Monday, September 02, 2013

German Central Banker Warns against Interconnectedness of Derivatives Central Counterparties in EMIR-Dodd-Frank Age

While praising the compromise agreement between the CFTC and the European Commission on cross-border derivatives regulation as evidence that global policymakers are pulling together, Andreas Dombret, the member of the Deutsche Bundesbank Executive Board with oversight of financial stability, cautioned that Dodd-Frank Act and EMIR regulatory requirements could turn central counterparties into “juggernauts” of the international financial system that must be closely monitored.  As such, he advised that every central counterparty must have robust risk management structures in place. As competition among central counterparties grows more and more intense, a race to the bottom could ensue as they undercut each other in terms of the size and quality of their margin requirements. Regulators and policymakers must prevent this from happening by, among other things, assuring that the central counterparties’ models for calculating margin requirements are sufficiently conservative.

In the board member’s view, the main problem with central counterparties is that losses could only be distributed among clearing participants, which is usually a small group of market participants, in particular, global financial institutions, giving rise to potential contagion risks and domino effects. More broadly, the central banker said that financial stability cannot be subordinated to the efficiency of central counterparties.
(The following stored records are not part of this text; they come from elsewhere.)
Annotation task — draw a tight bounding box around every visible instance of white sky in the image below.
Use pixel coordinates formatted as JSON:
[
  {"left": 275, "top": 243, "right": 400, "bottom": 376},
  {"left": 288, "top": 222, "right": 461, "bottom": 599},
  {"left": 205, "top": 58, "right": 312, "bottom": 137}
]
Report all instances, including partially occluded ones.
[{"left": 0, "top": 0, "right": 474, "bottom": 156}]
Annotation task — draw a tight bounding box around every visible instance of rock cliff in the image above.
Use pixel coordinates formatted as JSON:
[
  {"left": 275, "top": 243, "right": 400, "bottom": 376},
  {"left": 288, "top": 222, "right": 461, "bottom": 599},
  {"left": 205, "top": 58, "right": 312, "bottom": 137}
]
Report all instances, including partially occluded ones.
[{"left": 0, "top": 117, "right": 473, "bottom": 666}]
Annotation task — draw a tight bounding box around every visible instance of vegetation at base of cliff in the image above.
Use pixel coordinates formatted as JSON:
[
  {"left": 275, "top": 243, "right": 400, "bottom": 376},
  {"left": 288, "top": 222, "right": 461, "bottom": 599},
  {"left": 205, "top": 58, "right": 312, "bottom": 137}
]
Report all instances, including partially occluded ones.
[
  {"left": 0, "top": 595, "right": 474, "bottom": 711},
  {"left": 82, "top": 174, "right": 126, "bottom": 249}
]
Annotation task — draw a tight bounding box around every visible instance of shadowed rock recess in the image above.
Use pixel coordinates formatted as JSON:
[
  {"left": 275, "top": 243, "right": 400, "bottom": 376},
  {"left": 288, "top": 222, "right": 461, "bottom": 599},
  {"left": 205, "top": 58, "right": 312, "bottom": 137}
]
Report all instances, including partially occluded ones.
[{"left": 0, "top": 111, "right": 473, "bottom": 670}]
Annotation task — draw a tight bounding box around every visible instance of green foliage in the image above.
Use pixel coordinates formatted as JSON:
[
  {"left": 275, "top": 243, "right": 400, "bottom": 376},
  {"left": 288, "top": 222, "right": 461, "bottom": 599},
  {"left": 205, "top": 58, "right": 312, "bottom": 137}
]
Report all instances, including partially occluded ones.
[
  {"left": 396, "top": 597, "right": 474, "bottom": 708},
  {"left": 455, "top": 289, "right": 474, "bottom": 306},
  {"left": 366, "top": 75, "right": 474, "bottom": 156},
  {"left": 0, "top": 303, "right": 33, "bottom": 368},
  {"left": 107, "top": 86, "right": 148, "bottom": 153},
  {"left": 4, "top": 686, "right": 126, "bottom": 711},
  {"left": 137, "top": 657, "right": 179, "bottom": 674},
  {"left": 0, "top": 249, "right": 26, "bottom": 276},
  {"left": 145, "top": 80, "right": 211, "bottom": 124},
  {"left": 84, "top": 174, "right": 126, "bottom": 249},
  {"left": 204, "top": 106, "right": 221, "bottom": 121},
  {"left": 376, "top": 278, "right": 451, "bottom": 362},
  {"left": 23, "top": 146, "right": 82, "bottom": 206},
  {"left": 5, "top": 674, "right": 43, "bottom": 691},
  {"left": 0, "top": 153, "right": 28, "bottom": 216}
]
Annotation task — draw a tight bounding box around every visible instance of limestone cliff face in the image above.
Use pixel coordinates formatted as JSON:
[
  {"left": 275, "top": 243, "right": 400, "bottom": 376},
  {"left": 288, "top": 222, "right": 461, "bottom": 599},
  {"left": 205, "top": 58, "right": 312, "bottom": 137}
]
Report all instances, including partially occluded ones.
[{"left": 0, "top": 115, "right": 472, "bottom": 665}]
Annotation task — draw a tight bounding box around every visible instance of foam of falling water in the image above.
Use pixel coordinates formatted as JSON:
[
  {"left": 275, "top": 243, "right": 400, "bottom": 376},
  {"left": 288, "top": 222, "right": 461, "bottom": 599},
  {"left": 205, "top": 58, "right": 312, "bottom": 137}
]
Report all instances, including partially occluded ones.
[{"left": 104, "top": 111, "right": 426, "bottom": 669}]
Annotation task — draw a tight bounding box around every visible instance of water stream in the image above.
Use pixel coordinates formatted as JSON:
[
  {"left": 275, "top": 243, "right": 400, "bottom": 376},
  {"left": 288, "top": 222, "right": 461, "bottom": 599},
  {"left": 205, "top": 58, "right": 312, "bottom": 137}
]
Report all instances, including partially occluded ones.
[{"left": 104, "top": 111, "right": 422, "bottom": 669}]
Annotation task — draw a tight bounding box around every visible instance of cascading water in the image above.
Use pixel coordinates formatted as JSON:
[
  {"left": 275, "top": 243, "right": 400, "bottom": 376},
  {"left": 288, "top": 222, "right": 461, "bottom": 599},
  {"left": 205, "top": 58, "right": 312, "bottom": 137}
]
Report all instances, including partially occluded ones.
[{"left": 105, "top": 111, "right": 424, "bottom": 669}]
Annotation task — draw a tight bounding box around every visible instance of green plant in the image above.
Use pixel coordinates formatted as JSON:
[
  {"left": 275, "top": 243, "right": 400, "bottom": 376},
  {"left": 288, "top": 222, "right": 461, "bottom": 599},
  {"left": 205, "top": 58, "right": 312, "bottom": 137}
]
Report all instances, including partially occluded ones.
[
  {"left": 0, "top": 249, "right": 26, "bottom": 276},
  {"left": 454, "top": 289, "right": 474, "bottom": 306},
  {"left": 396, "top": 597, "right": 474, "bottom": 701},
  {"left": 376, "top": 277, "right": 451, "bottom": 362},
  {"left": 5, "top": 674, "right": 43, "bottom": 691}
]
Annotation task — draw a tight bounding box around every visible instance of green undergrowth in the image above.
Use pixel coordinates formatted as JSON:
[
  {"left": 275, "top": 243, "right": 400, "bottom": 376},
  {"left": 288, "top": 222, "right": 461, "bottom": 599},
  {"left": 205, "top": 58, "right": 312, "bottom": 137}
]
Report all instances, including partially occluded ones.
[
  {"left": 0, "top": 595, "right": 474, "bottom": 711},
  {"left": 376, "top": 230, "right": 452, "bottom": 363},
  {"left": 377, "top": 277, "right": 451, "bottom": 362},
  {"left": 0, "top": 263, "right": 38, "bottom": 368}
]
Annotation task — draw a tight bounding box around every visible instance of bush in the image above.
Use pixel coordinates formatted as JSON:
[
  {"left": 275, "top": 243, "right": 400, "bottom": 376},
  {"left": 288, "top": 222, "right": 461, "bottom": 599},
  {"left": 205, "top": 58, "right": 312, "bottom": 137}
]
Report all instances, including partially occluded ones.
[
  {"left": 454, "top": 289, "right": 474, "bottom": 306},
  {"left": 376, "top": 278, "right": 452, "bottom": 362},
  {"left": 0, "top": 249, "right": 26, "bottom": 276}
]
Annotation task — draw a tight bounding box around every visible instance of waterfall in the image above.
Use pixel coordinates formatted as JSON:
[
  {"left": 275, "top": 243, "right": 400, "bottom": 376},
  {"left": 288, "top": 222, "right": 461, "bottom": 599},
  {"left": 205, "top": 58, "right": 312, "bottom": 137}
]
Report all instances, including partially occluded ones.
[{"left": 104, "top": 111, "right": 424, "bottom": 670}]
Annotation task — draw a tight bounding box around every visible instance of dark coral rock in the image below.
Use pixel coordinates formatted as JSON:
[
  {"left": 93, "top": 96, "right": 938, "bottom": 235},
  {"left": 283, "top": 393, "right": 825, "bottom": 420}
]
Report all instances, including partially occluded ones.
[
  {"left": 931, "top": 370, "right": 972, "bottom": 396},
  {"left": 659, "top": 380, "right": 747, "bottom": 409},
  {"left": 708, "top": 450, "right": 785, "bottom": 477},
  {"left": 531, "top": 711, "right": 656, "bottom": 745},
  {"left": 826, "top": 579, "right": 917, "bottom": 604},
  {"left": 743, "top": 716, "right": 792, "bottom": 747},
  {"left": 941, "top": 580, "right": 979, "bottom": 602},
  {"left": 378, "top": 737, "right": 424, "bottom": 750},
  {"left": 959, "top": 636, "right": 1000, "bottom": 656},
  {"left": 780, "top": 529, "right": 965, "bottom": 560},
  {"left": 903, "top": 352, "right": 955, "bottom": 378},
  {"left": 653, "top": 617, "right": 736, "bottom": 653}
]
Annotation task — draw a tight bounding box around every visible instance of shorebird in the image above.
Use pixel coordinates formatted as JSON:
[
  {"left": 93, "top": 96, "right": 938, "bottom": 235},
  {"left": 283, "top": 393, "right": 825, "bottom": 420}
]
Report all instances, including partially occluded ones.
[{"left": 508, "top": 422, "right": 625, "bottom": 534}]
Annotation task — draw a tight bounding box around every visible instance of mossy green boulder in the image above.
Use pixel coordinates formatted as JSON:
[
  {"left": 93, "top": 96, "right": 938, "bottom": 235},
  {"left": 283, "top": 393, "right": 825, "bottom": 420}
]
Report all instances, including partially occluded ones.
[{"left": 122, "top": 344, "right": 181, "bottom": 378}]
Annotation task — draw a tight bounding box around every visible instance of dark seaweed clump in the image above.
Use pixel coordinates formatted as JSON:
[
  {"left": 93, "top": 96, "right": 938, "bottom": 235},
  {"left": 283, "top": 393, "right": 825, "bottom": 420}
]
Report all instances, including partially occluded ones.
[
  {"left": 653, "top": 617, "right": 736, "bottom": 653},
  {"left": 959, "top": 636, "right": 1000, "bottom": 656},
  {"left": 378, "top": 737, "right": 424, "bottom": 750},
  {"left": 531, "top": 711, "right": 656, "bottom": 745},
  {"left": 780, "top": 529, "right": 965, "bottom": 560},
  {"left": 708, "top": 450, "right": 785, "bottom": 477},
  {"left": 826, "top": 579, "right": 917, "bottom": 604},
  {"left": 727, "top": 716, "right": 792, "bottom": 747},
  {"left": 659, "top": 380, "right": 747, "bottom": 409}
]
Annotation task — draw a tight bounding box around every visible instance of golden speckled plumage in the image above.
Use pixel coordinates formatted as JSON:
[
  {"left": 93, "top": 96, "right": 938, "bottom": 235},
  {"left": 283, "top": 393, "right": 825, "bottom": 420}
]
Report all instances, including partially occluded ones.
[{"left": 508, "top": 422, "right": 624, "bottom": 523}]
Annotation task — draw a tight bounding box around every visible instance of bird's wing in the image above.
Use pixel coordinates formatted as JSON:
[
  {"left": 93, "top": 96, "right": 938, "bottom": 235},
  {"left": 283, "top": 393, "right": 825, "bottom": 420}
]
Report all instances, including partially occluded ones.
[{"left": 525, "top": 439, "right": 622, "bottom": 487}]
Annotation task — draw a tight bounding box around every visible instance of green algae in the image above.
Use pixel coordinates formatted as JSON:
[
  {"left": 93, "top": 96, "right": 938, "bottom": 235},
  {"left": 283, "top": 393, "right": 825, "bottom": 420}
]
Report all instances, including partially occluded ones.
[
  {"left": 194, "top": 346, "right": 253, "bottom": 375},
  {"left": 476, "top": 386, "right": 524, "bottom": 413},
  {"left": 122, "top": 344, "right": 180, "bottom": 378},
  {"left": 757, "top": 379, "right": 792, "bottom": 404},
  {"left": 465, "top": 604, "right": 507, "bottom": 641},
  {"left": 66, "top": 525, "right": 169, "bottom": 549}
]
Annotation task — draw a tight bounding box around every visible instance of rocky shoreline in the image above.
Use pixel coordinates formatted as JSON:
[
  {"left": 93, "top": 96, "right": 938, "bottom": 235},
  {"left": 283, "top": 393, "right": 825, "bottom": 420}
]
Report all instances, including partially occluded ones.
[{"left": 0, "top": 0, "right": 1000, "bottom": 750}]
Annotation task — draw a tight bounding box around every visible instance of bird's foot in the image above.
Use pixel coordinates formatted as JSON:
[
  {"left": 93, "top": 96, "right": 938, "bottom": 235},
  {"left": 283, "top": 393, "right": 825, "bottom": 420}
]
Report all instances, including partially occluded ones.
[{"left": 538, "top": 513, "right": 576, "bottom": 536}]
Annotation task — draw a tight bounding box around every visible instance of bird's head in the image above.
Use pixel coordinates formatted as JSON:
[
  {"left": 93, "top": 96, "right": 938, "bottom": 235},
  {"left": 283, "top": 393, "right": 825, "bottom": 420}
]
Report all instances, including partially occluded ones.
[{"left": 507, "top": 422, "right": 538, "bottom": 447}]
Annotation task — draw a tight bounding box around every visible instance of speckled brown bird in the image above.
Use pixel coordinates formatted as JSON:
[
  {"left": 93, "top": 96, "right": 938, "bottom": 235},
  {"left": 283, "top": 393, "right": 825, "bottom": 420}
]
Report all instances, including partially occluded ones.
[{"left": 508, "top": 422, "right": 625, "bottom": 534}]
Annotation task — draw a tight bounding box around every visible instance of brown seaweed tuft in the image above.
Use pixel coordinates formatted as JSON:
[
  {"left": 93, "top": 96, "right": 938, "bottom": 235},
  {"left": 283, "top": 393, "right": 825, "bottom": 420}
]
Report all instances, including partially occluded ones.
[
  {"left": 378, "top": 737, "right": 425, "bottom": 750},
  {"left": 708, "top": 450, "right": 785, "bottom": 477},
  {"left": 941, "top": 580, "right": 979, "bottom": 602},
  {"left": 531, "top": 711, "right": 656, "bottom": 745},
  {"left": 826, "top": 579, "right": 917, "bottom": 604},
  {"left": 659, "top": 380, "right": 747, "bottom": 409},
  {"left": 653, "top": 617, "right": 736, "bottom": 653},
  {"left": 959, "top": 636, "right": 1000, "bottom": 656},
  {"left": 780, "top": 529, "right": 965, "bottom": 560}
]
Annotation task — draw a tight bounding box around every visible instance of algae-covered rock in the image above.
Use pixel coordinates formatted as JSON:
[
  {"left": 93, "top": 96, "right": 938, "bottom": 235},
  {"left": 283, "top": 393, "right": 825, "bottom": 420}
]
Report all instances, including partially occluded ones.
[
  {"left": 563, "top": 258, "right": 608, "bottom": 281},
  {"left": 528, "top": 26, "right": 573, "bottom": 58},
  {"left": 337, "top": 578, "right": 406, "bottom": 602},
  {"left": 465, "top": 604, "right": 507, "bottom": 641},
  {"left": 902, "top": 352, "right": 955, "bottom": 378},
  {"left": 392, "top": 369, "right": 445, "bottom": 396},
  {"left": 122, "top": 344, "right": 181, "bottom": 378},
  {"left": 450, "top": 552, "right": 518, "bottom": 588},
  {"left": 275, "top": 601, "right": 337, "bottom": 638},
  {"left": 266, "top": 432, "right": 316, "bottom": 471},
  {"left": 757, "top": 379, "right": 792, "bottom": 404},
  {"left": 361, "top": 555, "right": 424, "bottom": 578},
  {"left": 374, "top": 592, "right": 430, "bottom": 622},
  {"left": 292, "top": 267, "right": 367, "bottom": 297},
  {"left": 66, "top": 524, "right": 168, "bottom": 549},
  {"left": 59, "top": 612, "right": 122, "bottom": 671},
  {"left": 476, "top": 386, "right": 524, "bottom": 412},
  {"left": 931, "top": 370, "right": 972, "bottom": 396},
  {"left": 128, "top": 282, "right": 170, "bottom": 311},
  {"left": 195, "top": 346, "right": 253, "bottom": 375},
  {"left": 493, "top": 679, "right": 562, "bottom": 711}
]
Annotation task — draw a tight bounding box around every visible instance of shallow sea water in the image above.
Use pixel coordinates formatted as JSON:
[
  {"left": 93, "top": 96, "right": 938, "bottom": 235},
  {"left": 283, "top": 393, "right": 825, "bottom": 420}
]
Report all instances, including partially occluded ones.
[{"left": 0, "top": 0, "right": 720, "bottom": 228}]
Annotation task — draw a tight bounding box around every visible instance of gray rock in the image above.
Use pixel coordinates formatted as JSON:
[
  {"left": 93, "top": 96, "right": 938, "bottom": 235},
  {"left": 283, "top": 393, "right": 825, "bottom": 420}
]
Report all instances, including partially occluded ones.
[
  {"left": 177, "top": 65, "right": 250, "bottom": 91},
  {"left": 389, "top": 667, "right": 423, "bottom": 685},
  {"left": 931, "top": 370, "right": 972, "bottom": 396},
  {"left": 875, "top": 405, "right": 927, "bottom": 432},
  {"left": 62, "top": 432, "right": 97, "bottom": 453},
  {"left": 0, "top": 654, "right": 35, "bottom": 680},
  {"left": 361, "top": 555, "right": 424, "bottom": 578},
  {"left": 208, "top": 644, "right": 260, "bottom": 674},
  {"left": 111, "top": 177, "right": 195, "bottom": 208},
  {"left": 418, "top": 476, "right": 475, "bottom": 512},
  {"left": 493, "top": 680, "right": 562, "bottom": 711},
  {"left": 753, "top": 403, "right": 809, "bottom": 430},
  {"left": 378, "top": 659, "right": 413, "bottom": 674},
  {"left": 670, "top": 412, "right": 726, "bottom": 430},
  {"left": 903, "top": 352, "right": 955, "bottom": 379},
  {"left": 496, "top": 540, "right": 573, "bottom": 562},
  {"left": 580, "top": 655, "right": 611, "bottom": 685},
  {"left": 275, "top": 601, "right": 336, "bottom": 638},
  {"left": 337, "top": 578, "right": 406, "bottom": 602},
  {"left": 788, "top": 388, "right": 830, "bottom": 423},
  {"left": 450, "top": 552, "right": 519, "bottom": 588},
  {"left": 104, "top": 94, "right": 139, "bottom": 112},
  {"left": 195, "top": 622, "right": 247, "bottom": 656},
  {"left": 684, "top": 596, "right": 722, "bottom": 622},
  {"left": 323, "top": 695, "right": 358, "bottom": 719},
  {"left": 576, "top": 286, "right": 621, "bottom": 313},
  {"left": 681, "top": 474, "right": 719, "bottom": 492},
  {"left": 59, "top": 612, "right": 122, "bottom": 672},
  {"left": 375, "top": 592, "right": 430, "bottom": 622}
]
While recognizing that it would be desirable for derivative users if the central counterparties became interconnected because the users would not need to join a number of different central counterparties in order to settle contracts with counterparties that use other central counterparties, the board member warned against the contagion dangers that interconnected central counterparties would represent. All of this serves to illustrate why regulators must continue to keep a close watch on the future development of the derivatives markets. In Europe, he noted, EMIR offers a good starting point for regulators to ensure that the changes now under way help achieve greater stability in the financial system.

Finally, the central banker said that appropriate recovery and resolution regimes need to be available for central counterparties in case of emergencies. The envisaged loss allocation rules are one core element in designing these regimes.